4. Verlauf: Analysiert verschiedene Zeitabschnitte und Verlaufsformen der Erkrankung sowie die Prognosemöglichkeiten.

5. Allgemeines zur Diagnostik: Erläutert die methodischen Herausforderungen bei der Diagnosestellung und den Ausschluss körperlicher Ursachen.

6. Ätiologie: Behandelt die Ursachenforschung unter Berücksichtigung genetischer Faktoren und des Vulnerabilitäts-Stress-Modells.

7. Therapiemöglichkeiten: Stellt den multidimensionalen Ansatz aus Psychopharmaka, Psychotherapie, Soziotherapie und Psychoedukation vor.

8. Fazit: Reflektiert den Forschungsstand und betont die Notwendigkeit von Aufklärung sowie politischem Handeln zum Abbau von Stigmatisierung.

9. Literaturnachweis: Listet die verwendeten Quellen und Fachpublikationen auf.

Schlüsselwörter

Schizophrenie, Psychose, Symptomatik, Stigmatisierung, Sozialarbeit, Diagnostik, Ätiologie, Psychopharmaka, Neuroleptika, Psychotherapie, Soziotherapie, Psychoedukation, Denkstörung, Wahn, Halluzinationen

Häufig gestellte Fragen

Worum geht es in dieser Arbeit grundsätzlich?

Die Arbeit befasst sich mit dem Erkennen und Verstehen von psychotischen Erkrankungen aus dem schizophrenen Formenkreis im Kontext der Sozialarbeit.

Was sind die zentralen Themenfelder der Publikation?

Die Arbeit behandelt die Historie, die Symptomatik, diagnostische Verfahren, Ursachen (Ätiologie), den Krankheitsverlauf sowie therapeutische Ansätze und den Umgang mit Stigmatisierung.

Was ist das primäre Ziel der Untersuchung?

Das Ziel ist es, ein fundiertes Krankheitswissen zu vermitteln, um Vorurteile gegenüber Betroffenen abzubauen und Fachkräften Orientierung für ihre praktische Arbeit zu bieten.

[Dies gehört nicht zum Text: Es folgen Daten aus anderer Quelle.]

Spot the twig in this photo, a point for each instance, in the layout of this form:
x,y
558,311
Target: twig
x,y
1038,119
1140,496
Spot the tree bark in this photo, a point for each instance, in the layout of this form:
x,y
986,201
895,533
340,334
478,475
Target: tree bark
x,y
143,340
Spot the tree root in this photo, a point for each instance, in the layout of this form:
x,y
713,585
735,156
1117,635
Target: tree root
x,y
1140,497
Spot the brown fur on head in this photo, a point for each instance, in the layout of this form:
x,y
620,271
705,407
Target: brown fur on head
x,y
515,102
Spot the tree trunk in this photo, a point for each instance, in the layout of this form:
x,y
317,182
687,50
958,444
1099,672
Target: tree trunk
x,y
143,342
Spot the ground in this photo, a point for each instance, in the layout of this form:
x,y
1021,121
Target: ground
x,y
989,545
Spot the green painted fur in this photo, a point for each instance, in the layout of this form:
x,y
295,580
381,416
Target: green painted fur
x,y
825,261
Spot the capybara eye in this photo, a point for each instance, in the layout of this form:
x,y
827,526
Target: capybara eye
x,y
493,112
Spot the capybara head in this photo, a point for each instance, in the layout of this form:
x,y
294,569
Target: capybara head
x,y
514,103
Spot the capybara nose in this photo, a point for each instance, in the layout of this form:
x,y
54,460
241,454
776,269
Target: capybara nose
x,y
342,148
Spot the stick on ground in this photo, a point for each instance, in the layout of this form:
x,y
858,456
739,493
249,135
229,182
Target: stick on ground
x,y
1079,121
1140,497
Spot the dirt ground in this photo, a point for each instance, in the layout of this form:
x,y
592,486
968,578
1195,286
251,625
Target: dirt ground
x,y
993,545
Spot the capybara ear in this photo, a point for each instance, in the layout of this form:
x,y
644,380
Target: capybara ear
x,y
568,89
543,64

Welche wissenschaftliche Methode wird in dieser Arbeit verwendet?

Es handelt sich um eine literatur- und theoriebasierte Hausarbeit, die den aktuellen Stand der psychiatrischen Fachliteratur und psychologischen Forschung zusammenfasst.

Welche Aspekte werden im Hauptteil der Arbeit behandelt?

Der Hauptteil gliedert sich in eine detaillierte klinische Symptombeschreibung, die Darstellung verschiedener Krankheitsverläufe, die diagnostische Einordnung sowie eine ausführliche Analyse der Therapiemöglichkeiten.

Welche Schlüsselwörter charakterisieren diese Arbeit am besten?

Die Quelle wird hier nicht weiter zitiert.